Meine Zeichnung zeigt beide Möglickkeiten.
Bin im Moment unentschlossen wie der Antrieb final aussehen soll. Muss zuerst eine Konstruktion auf dem Tisch aufbauen. Wird es noch etwas dauern. Mein 3d-Drucker ist kaputt und der neue kommt erst im April.
Vielleicht gibt es noch eine Alternative für den Antrieb, mir fällt keine weitere ein.

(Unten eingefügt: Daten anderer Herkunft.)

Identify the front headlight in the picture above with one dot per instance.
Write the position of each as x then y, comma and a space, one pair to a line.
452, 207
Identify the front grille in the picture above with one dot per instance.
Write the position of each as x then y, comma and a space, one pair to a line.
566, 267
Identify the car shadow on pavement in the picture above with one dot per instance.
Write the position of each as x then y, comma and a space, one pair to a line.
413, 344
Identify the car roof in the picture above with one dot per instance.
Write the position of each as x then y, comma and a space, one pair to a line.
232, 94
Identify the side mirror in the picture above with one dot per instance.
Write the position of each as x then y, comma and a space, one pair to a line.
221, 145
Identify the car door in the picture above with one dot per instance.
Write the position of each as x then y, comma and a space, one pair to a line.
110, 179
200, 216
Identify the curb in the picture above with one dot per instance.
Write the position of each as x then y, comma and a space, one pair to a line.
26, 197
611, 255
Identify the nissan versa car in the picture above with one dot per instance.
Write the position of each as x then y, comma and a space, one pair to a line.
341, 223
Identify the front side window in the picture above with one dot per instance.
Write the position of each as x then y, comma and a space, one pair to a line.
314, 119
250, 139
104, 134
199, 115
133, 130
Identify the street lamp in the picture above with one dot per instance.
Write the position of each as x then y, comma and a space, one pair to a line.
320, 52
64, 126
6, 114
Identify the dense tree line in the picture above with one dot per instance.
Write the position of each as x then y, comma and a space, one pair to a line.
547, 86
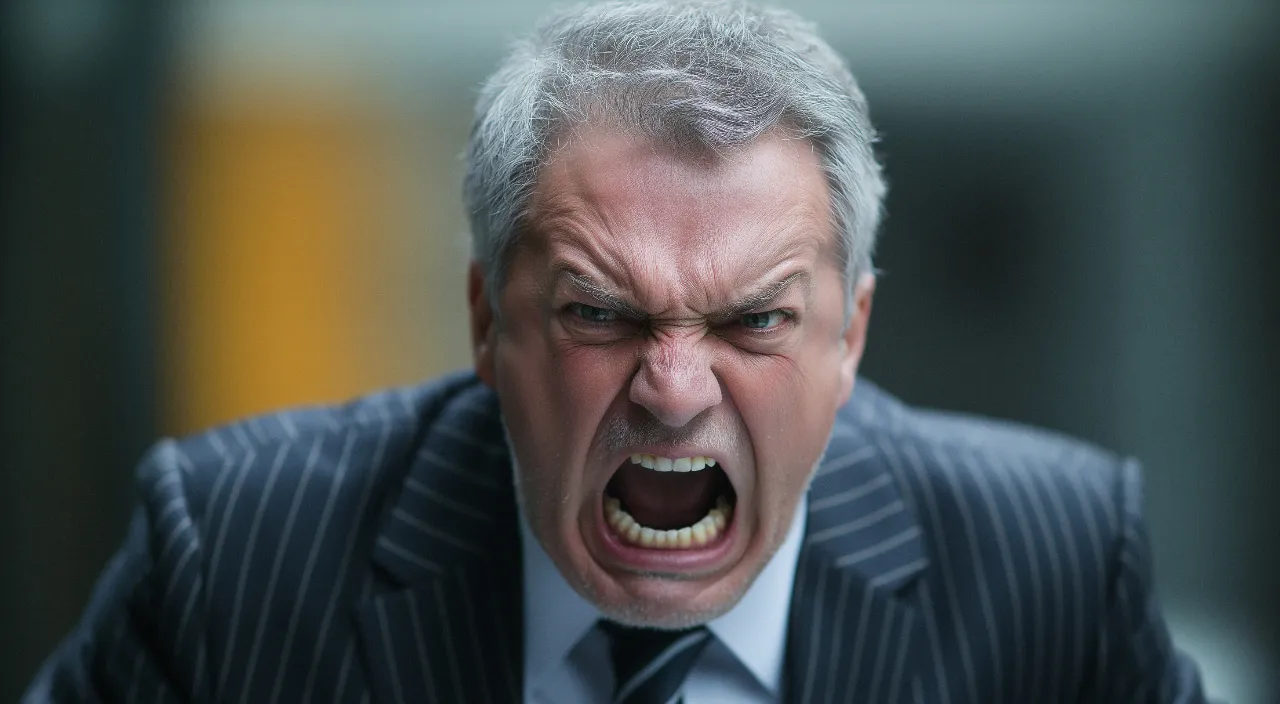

Hallo Claude, Günni war schneller. Die Idee mit dem Motor in der Mitte, der dann zwei Wellenenden haben muß, kam mir vorhin auch. Über zwei Kardanwellen kannst Du dann die Achsen antreiben. In meinen alten aus der DDR - Zeit stammenden Modellen der Diesellok V 180 und V 100 wurde ein solcher Antrieb eingeaut. Der ging allerdings auf Drehgestelle. Aber das sollte nicht ausschlaggebend sein, meine ich. Falls Du zum Planen des Antriebs Inspiration in der Richtung brauchst, kann ich Dir gerne eine Aufnahme davon machen. Wäre schnell erledigt. Die Modelle stehen draußen im Flur in der Vitrine. Viele Grüße Henning
nachdem ich mich bereits als hinreichend unqualifiziert in Sachen Straßenbahn gezeigt habe, kann ich auch noch einen draufsetzen - von selbstgebauten Antrieben habe ich nämlich noch weniger Ahnung. Aber ich hätte das ebenfalls mit einem Mittelmotor (den 1015 gibt es auch mit zwei Wellenenden) und Kardanwellen versucht. Statt einem Zentralgelenk dann eben zwei exzentrische. Bei dem kleinen Motor sollte in 0m noch genug Platz zwischen den Radscheiben sein, damit die Mittelachse ausreichend beweglich ist. Und wenn nicht: Mir fällt spontan kein Grund ein, warum nicht der Motor mitsamt Untergestell ausschwenken sollte. Ein bisschen Längsspiel sollten die Kardanwellen dann aber schon haben - oder die Endachsen, was aber die anspruchsvollere Aufgabe ist.
Danke für Eure konstruktiven Kommentare. Ich werde einen Motor in der Mitte einbauen, ob auf dem Mittelteil gelagert oder am Boden hängend ist abhängnig von der Auslenkung in den Kurven oder auf den Weichen. Wird die Praxis zeigen. Zuerst braucht es noch einige Teile die ich jetzt zeichnen und drucken werde.